0X8011081A

Fix COMADMIN_E_LEGACYCOMPS_NOT_ALLOWED_IN_1_0_FORMAT

Windows Errors Intermediate 👁 1 views 📅 May 28, 2026

This error pops up when exporting a COM+ app with legacy components to 1.0 format. The fix: convert those old components to standard format first.

You're in the Component Services snap-in, right-click your COM+ application, choose Export, and select 'Application — Installable as a 1.0 format' — then boom: error 0x8011081A with the message 'Applications containing one or more legacy components cannot be exported to 1.0 format.' I know this error is infuriating, especially when you're just trying to package something for another server.

This usually hits when you've got old-school COM components — think VB6 DLLs or early COM+ code — that were registered with the LegacyComponent flag. That flag tells COM+ these components pre-date the modern COM+ infrastructure, and the 1.0 export format doesn't know how to handle them. The real fix: you need to either ditch the legacy flag or migrate those components.

Step-by-Step Fix

Before you start, you'll need admin rights on the machine.
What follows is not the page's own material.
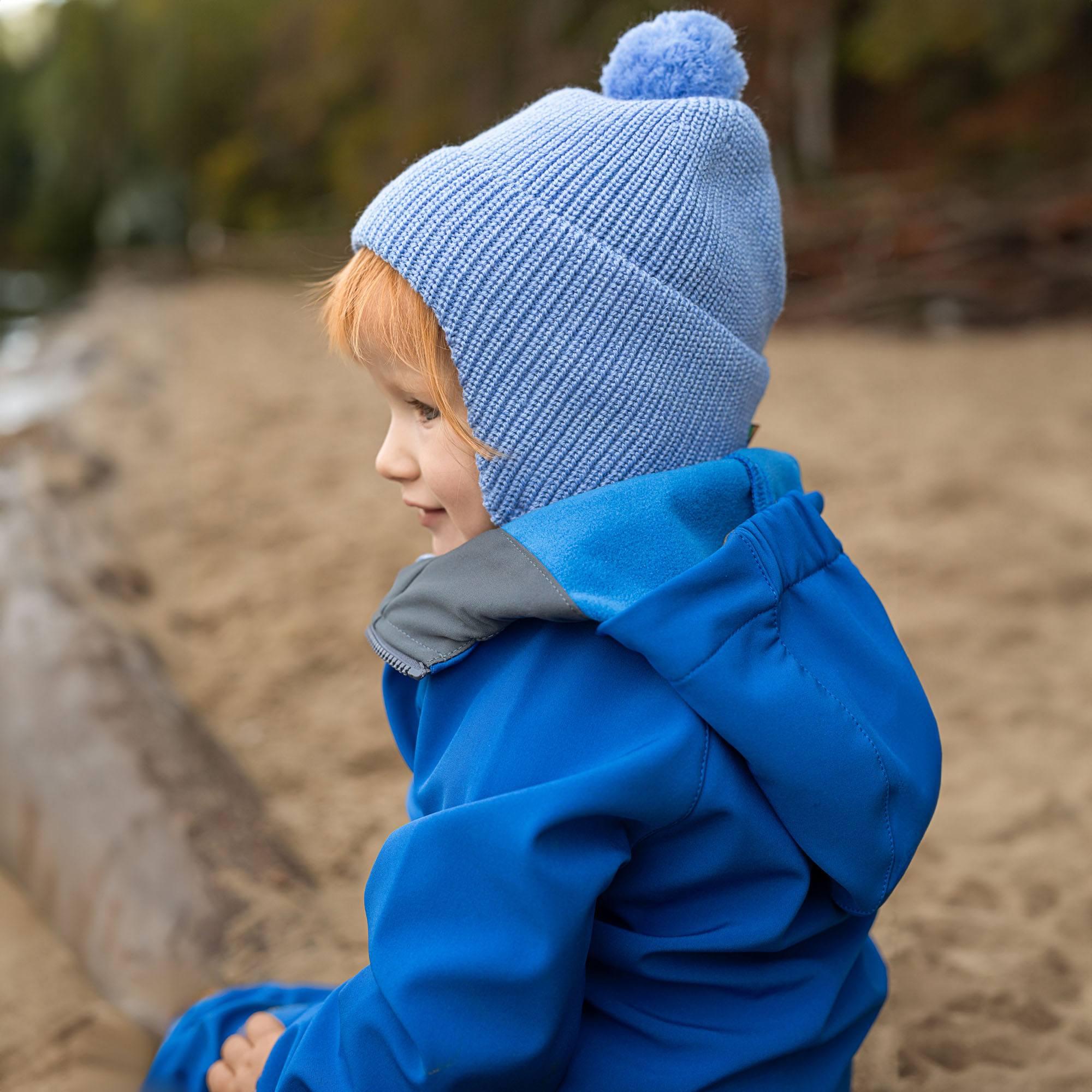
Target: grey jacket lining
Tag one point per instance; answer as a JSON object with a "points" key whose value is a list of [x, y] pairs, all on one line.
{"points": [[442, 604]]}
I'm assuming you're on Windows Server 2012 R2 through 2022, or Windows 10/11 Pro.

  1. Open Component Services. Hit Win + R, type dcomcnfg, press Enter. Navigate to Component Services > Computers > My Computer > COM+ Applications.
  2. Identify the problem app. Expand the application that's failing. If you see any components that look like old VB6 or OCX files, that's your culprit.
  3. Check the legacy flag. Right-click each component under the application, choose Properties, go to the General tab. Look for a checkbox labeled 'Legacy component'. If it's checked, that's what's blocking the export.
  4. Remove the legacy flag. Uncheck that box, click OK. If the component is pure COM+ — meaning it doesn't rely on old threading models or secondary apartments — this alone might let the export work. But wait: some components break if you uncheck this because they were designed for a single-threaded apartment (STA). If you see odd behavior later, you'll know why.
  5. Try the export again. Right-click the app, choose Export, pick 'Application — Installable as a 1.0 format', and click Next. If it succeeds, you're done. If not, the component really needs converting.
  6. Convert legacy components to standard format. This is the nuclear option, but it's the right one for apps you maintain. Open the component's source code in Visual Studio (6.0 or later), find the DLLRegisterServer or DllInstall entry point, and remove any call to CoRegisterClassObject with the CLSCTX_LOCAL_SERVER flag. Recompile the DLL. Then unregister the old version (regsvr32 /u old_component.dll) and register the new one (regsvr32 new_component.dll). Back in Component Services, refresh the app — the component should now show as a standard COM+ component without the legacy flag.
  7. Final export test. Export again to 1.0 format. Should work cleanly now.

If It Still Fails

Check three things. First, make sure no other components in the app still have the legacy flag — I've seen apps with a mix of legacy and standard components, and the export fails if even one legacy component remains. Second, verify the app isn't using any unsupported features for 1.0 format: for example, partitioned applications or queues won't export to 1.0 format either. Third, look at the application's Security tab — if you've customized impersonation levels or authentication beyond 'Default', the 1.0 format might reject it. In that case, export to 'Application — Proxy' format instead, which preserves those settings. It's not ideal for installation, but it's a workaround.

This error is one of those 'Windows Server gotchas' that trips up admins who've been at this for years. Once you've cleaned out those legacy flags, you'll be exporting apps like it's 1999 — but in a good way.